Since 1991, five all-female clubs have opened on campus and two clubs have become coeducational, an idea endorsed by the task force report. Members of the task force declined to be interviewed for this article.

“I believe it is a step in the right direction for Harvard's task force to acknowledge the danger that final clubs pose for our community,” Jessica Fournier, a Harvard student who was involved in filing the 2013 complaint, said. “I have heard these sentiments echoed by students over and over again, in Crimson narratives, at task force meetings and at every open forum that has been had about these issues. It is high time for Harvard to take these clubs seriously as a perpetrator of sexual violence and rape culture on campus.”

Harvard severed all official ties to final clubs in 1984, and, as is the case with some other colleges and fraternities, the clubs are located off campus and owned by their own organizations. The university has no rules against students joining the clubs or fraternities, however.

Amherst College disassociated from single-gender groups around the same time as Harvard, but 20 years later, in 2014, the college barred all students from joining the organizations. That same year, Wesleyan University announced that its fraternities must become coeducational or they would be forced to shut down.
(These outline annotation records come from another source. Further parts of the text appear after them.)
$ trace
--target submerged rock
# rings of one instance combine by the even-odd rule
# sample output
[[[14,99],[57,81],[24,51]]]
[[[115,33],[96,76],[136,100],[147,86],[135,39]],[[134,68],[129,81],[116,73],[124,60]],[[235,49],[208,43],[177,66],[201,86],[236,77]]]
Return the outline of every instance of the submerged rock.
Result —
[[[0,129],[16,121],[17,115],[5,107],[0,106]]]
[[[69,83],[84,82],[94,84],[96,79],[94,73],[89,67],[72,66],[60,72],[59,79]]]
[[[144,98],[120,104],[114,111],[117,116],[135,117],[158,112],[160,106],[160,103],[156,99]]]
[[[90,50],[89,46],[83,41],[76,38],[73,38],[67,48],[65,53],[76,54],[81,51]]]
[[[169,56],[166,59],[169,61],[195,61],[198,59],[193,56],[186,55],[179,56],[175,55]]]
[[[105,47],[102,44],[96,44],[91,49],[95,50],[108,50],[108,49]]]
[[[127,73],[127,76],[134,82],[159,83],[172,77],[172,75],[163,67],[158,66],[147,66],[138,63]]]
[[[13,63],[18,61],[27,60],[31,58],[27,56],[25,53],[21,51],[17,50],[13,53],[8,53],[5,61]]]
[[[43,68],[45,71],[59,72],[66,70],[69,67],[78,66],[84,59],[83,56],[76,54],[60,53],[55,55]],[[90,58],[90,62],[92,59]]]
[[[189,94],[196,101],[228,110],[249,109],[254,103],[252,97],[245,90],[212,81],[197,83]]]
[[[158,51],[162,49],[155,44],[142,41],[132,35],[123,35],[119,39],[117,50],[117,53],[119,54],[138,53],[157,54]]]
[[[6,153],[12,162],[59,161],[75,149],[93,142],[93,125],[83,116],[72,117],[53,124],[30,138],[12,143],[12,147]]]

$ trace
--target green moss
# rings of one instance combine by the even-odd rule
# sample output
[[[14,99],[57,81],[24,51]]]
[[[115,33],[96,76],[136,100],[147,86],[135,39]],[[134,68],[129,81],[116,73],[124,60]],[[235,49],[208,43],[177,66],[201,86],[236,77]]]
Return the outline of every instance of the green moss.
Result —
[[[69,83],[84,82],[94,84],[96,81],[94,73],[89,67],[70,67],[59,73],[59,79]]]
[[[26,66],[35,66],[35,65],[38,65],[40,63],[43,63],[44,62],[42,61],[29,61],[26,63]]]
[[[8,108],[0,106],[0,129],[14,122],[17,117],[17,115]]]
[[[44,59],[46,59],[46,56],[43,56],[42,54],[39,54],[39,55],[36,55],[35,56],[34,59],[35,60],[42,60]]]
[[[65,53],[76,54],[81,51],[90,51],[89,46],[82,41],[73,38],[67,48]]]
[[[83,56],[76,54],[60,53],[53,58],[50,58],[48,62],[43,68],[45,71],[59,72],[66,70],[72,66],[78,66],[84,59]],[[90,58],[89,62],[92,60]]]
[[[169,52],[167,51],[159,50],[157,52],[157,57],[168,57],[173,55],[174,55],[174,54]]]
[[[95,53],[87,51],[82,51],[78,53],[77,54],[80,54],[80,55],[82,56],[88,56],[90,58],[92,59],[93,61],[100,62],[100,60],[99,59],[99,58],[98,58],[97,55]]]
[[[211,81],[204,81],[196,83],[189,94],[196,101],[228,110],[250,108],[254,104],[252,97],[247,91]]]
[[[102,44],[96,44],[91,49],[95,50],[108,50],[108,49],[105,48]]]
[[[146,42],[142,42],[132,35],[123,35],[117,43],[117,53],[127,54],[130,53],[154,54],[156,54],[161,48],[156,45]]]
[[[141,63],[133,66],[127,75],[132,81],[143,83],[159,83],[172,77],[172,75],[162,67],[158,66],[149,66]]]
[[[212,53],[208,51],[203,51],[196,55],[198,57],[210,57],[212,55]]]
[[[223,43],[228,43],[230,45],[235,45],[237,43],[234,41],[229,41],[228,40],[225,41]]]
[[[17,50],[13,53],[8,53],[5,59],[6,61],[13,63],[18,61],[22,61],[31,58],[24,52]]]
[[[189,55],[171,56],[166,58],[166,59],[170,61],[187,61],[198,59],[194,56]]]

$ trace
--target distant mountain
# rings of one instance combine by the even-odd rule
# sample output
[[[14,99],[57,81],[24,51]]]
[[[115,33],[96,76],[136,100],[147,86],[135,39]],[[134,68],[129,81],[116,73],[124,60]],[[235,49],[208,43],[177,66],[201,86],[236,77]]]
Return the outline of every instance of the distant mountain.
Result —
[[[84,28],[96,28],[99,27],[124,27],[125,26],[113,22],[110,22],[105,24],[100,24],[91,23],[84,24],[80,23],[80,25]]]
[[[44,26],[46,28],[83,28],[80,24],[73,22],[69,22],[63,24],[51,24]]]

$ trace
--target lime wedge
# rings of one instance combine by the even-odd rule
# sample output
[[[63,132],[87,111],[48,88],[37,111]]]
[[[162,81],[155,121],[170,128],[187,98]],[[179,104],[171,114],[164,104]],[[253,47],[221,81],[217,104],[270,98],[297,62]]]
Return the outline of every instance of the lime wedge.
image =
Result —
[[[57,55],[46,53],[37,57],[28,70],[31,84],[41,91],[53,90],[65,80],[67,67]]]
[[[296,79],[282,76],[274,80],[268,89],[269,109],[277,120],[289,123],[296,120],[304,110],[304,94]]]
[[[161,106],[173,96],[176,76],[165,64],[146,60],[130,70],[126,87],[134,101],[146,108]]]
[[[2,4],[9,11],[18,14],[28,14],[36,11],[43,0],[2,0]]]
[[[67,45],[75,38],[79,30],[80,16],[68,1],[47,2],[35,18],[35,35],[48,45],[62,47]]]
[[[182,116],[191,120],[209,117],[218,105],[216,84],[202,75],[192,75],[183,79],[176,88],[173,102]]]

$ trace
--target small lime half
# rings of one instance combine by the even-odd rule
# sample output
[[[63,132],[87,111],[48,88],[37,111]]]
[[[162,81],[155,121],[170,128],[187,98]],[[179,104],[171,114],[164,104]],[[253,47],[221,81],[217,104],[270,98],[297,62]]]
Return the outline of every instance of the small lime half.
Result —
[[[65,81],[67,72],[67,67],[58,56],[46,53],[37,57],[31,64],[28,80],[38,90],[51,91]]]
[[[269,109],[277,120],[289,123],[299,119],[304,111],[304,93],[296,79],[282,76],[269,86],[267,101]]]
Only two fraternities still existed at the university at the time, and the move was widely seen as an attempt at forcing the remaining organizations off campus.

By the end of year, both fraternities were shut down. One of the fraternities, Delta Kappa Epsilon, sued the university, but a state judge dismissed the case in December.

Wesleyan would not confirm that the policy change was an attempt at curbing sexual assault specifically, but a spokeswoman did say that it was designed to “increase gender equity on campus.” For the Wesleyan Student Assembly, however, sexual assault prevention was the key reason it pushed for the integration.

“The culture of these houses contributes to the culture of sexual assault in a way we weren’t willing to stand for anymore,” Nicole Updegrove, the assembly's president at the time, said that May.

In a blog post earlier in the year, the university’s president, Michael Roth, wrote that it’s “clear that many students see fraternity houses as spaces where women enter with a different status than in any other building on campus, sometimes with terrible consequences.”

Brett Sokolow, president and CEO of the National Center for Higher Education Risk Management, said it is not surprising that when institutions seriously examine the culture of wealthy, all-male organizations, they conclude that sexual violence and harassment are especially prevalent.

“Sexual assaults will always cluster at the intersection of privilege and alcohol,” Sokolow said.